John Corrado’s girlfriend is also known to some as Rebecca.
Curses. Foiled again.
And I woulda gotten away with it, too, if it weren’t for those meddlin’ dopers.
::sulks away::
Yeesh! Two pics of me, and you can’t even see my face. I know I can’t be that ugly.
Robin
Damn, where did I leave that commoner? JC, if you could mail her to me I’d be grateful.
And I wasn’t drunk, I was giddy from dispensing piping hot bowls of rich creamy justice.
Zap!
We really need to come up with a replacement for, “Oh, so that’s what the kids are calling it these days,” so I’ll know what to say here.
Alright, I got what few pictures I took uploaded right here.
It ain’t pretty, but it serves the purpose. I’ll add some nice looking HTML and captions later.
Finally, a decent picture of moi!
Er, I mean me!
The pics JC has of me are basically how I imagine myself.
Why, oh why, do I have to look goofy in every single picture?
I think Baby Kate sucked all the photogenic-ness out of the house, because she looks asbolutely adorable in every single picture.

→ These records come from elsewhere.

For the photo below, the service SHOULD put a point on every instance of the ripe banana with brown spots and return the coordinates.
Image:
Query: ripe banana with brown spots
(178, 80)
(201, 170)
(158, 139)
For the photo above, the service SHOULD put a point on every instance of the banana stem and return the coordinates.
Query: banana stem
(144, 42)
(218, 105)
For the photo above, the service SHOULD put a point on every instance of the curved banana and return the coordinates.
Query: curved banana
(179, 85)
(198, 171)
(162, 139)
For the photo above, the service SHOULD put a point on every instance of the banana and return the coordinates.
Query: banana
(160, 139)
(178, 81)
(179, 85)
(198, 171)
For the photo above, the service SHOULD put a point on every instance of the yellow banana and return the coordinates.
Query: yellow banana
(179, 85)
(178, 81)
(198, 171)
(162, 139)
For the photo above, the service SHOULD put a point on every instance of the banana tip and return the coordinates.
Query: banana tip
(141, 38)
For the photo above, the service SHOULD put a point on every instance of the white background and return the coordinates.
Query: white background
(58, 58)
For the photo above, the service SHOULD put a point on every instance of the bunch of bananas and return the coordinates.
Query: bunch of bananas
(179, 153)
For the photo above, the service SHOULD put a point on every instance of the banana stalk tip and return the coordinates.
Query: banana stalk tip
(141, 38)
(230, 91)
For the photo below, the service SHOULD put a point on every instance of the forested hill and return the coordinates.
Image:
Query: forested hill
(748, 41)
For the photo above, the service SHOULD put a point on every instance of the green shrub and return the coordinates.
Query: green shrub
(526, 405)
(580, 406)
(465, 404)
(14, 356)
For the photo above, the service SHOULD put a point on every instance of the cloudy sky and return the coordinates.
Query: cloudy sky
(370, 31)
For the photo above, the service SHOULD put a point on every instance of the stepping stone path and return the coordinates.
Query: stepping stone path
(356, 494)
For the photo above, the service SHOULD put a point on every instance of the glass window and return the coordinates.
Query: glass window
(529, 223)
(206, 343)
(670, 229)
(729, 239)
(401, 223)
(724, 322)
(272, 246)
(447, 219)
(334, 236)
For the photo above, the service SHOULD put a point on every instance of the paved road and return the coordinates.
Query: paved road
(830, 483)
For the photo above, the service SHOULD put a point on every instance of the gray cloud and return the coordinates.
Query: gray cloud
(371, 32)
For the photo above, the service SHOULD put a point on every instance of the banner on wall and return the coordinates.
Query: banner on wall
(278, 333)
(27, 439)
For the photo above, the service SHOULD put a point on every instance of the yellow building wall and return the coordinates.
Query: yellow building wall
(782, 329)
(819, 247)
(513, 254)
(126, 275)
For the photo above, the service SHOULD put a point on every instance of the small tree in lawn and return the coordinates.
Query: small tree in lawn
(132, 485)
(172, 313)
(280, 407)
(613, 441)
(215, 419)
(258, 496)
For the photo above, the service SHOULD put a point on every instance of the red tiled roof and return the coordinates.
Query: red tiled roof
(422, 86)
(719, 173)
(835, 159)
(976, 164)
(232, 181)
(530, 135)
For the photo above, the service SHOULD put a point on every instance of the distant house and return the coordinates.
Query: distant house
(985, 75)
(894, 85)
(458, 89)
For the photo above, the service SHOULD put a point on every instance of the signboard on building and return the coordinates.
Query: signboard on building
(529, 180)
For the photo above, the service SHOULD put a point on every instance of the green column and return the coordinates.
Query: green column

Yes! This is clearly the answer! How else is it possible for so many people who I remember as being damn hot to only look cute/adorable?
Psst, Nate:
Lil Baby Kate page: Florida, not Flordia.
No, no, don’t thank me:)
Hey, talk to Lady Chance. Think I’m allowed to program anything related to Baby Kate?
Jinkies!
Oh Sara,
Goofy? Oh, c’mon. <Hernando> Joo loog maaaaaarrrvelous! </Hernando>
While I agree that Baby Kate is adorable, she’s not the one I want to drive down and give personal vestibule-statue snatching lessons to. . .
Zap!
What great pictures.
It’s almost as if I was actually there. snif
::wipes away tear::
[aside]
Thanks, JC, I got your e-mail.
[/aside]
Thank you thank you thank you punha!
Hmmm, now you can all see why I spend my time behind the camera. What miserable expressions I managed to have in every shot. I had a great time, despite what the photographic evidence may show.